Koniec wysokich, ukrytych opłat dodatkowych? Idą na wojnę z tanimi liniami
Sprawę prowadzi brytyjski Departament Transportu, który planuje wdrożyć własne regulacje dotyczące dodatkowych opłat. Brytyjskiej minister ds. lotnictwa Elizabeth Sugg nie podoba się choćby to, że linie lotnicze kasują spore kwoty za zmianę nazwiska na karcie pokładowej lub wydrukowanie duplikatu, jeśli pasażer zapomni zabrać swojej karty z domu. To ogromne pieniądze: w Ryanairze opłata za zmianę nazwiska może wynieść do 160 GBP (w przypadku zmiany na lotnisku), a koszt wydrukowania karty pokładowej to aż 20 GBP. Ale zmiany mają dotyczyć też wszystkich innych opłat rezerwacyjnych, takich jak: wybór miejsca, opłata za bagaż czy za miejsce z dodatkową powierzchnią na nogi.

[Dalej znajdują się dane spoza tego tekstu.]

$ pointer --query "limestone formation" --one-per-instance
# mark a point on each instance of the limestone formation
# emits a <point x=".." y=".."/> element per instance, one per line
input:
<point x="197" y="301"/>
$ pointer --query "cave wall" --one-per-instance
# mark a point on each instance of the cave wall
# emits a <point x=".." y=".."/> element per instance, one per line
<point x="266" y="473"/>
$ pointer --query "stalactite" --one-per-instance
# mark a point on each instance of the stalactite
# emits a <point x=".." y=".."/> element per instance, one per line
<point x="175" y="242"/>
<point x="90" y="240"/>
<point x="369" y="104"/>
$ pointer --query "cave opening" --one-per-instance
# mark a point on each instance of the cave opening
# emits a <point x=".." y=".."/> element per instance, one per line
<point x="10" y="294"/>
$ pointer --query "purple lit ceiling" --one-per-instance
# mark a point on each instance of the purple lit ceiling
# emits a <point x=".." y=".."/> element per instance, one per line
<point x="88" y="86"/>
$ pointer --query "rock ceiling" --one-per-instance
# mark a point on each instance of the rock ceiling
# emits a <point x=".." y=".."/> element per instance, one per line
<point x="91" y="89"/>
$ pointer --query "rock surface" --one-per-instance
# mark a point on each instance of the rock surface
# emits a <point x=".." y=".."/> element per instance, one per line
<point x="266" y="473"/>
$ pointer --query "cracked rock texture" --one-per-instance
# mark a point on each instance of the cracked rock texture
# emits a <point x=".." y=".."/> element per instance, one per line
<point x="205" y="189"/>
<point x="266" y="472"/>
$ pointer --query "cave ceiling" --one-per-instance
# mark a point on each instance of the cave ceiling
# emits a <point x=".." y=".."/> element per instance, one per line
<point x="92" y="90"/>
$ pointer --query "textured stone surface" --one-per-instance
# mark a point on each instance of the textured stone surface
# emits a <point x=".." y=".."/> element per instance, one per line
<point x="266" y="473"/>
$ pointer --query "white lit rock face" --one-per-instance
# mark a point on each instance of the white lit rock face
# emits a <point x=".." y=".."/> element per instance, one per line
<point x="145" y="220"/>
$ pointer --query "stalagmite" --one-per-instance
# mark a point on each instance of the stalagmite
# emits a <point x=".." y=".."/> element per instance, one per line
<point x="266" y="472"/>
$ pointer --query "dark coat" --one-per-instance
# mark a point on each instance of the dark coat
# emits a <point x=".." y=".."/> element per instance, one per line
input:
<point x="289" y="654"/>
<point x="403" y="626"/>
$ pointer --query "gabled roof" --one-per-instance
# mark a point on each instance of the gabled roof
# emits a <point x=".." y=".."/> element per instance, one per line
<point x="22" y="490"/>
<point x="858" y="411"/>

Wśród planowanych zmian znajdzie się m.in. konieczność prezentowania wszystkich opłat w jasny i przejrzysty sposób. Najlepiej, aby wszystkie one były zgrupowane w jednym miejscu i dostępne jeszcze przed samym zakupem biletu. A także to, aby wyszczególniona lista dodatkowych opłat pozwalała na łatwe porównanie ich poziomu w stosunku do innych przewoźników. Część brytyjskich mediów spekuluje, że wśród planowanych zmian będą też propozycje wprowadzenia górnej granicy dla niektórych wyjątkowo wysokich opłat, by ograniczyć roszczenia przewoźników.
– Bardzo często zdarza się, że dodatkowe opłaty wielokrotnie przewyższają właściwą cenę biletu. Naszym celem jest sprawienie, by pasażerowie podejmując decyzję, byli dobrze poinformowani – mówi w rozmowie z agencję Bloomberg Elizabeth Sugg.
Dodatkowe opłaty stanowią coraz większy procent przychodów linii lotniczych – w 2016 r. 66 największych linii lotniczych na świecie zanotowało aż 45 mld USD przychodów pozalotniczych.
Brytyjczycy mają przedstawić zmienione przepisy do końca roku. Jak nietrudno przewidzieć, linie lotnicze już teraz sprzeciwiają się propozycjom zmian.
– Ryanair nie ma żadnych „ukrytych opłat”. Wszystkie dodatkowe opłaty mają charakter opcjonalny i są w jasny sposób przedstawione na naszej stronie internetowej przez cały proces rezerwacyjny. Powitamy jednak wszelkie regulacje, które pomogą walczyć z nielegalnymi porównywarkami cen biletów, które często wprowadzają własne, ukryte prowizje – czytamy w komunikacie Ryanaira.